Although the mechanism and pharmacological action of combination therapy to produce greater improvements than monotherapy are not well understood, several theories (NOS/NO pathway, autonomic overactivity, alpha adrenoreceptors, and Rho-kinase activity) have been proposed (Bing et al., 2003; Deedwania, 2003). According to the previous studies, it was speculated that both alpha-blockers and PDE5i, acting by two different mechanisms on common urogenital target organs, might have a synergistic impact on BPH-LUTS. Increased smooth muscle tension in the prostate or vasculature around lower urinary tract may play a contributing role. Mulhall et al. (2006) have reported that alpha-1-adrenergic receptors can enhance the NO-mediated relaxant effect of PDE5i. Similarly, one study reported that PDE5i improved the inhibitory action of alpha-1-blockers on neurogenic contractions of prostate/bladder neck (Angulo et al., 2012). Furthermore, the mechanism of tadalafil (a long-acting PED5i) in treatment of males with BPH-LUTS is more appropriate for prolonged duration of action to alleviate some psychological disorders.
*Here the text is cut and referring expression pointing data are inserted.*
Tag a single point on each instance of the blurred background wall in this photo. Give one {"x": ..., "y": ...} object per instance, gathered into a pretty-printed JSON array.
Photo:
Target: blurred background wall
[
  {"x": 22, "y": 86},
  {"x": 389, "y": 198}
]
The safety indexes included in the study suggested that both groups were well tolerated. The combination group had a higher incidence of some adverse reactions including any AEs and pain (including headache, myalgia, back pain, and bone pain) compared with the tamsulosin group. However, according to the data from six RCTs, those AEs would resolve swiftly with standard medical care. Simultaneously, one RCT reported that the complications of combination therapy were myalgia, headache, back pain, and nasopharyngitis dizziness. The complication rate in the combination therapy group was considerably greater than that in the monotherapy group. Before adopting this medication, patients should be informed of the potential serious side effects of long-term combined use of tamsulosin and tadalafil.
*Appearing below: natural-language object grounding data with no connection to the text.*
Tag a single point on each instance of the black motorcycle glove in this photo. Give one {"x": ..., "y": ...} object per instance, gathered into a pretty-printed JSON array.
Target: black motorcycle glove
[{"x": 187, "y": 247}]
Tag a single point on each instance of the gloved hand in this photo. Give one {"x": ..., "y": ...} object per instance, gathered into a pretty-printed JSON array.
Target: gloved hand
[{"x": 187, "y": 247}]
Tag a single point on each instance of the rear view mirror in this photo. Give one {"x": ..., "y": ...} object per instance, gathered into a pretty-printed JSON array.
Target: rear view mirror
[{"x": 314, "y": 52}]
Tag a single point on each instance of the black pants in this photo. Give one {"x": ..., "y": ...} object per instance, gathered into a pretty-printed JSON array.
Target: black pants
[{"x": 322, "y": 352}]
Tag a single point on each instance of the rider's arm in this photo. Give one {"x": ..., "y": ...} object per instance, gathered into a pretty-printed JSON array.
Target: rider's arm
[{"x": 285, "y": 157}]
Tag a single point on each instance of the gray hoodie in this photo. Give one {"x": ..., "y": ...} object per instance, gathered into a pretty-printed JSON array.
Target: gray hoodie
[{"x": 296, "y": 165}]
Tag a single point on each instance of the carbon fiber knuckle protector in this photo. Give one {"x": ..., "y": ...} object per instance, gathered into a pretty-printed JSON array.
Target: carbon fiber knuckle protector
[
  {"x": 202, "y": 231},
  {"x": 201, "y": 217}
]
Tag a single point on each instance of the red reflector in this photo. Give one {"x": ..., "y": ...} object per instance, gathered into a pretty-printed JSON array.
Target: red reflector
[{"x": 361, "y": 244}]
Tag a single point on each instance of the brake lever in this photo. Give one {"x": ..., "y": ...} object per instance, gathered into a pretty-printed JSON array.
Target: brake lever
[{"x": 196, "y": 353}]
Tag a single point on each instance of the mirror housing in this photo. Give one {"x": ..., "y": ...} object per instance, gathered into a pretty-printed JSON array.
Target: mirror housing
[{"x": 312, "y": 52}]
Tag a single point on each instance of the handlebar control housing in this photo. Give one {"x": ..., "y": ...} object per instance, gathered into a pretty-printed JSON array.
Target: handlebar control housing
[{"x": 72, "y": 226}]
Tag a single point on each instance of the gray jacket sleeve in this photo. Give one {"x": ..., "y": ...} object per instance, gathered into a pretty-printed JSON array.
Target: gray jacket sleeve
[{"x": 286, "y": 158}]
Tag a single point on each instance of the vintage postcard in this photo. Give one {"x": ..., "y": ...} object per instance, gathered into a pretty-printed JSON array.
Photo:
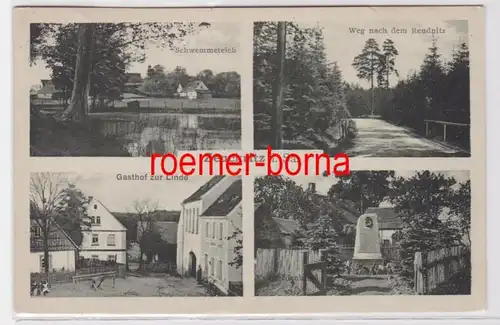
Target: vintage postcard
[
  {"x": 389, "y": 88},
  {"x": 96, "y": 233}
]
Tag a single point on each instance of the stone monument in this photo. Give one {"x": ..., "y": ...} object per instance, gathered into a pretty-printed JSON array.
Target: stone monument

The reader must be aware of the limitations of this meta-analysis. The quality of these studies is flawed, particularly in terms of study design, patient selection, blinding, and outcome data (discarding of such data to increase the positive rate, etc.). In addition, selection factors and subjective factors should also be taken into consideration. RCTs with adequate sample sizes, corrected information, and lengthy follow-up should be employed to validate our results.

Conclusion

The combination of tamsulosin and tadalafil provides a preferable therapeutic effect in IPSS voiding, QoL, IIEF, and Qmax compared with the tamsulosin alone in treating men with BPH/LUTS, and both therapy regimens were well tolerated by the patients.

Acknowledgments

All author has no acknowledgments to disclose.

Footnotes

The author(s) declared no potential conflicts of interest with respect to the research, authorship, and/or publication of this article.

Funding: The author(s) disclosed receipt of the following financial support for the research, authorship, and/or publication of this article: This work was supported by Young Innovation Topic of Sichuan Province Medical Association, Code: Q21087.

Ethics Approval and Consent to Participate: The authors have no ethical conflicts to disclose.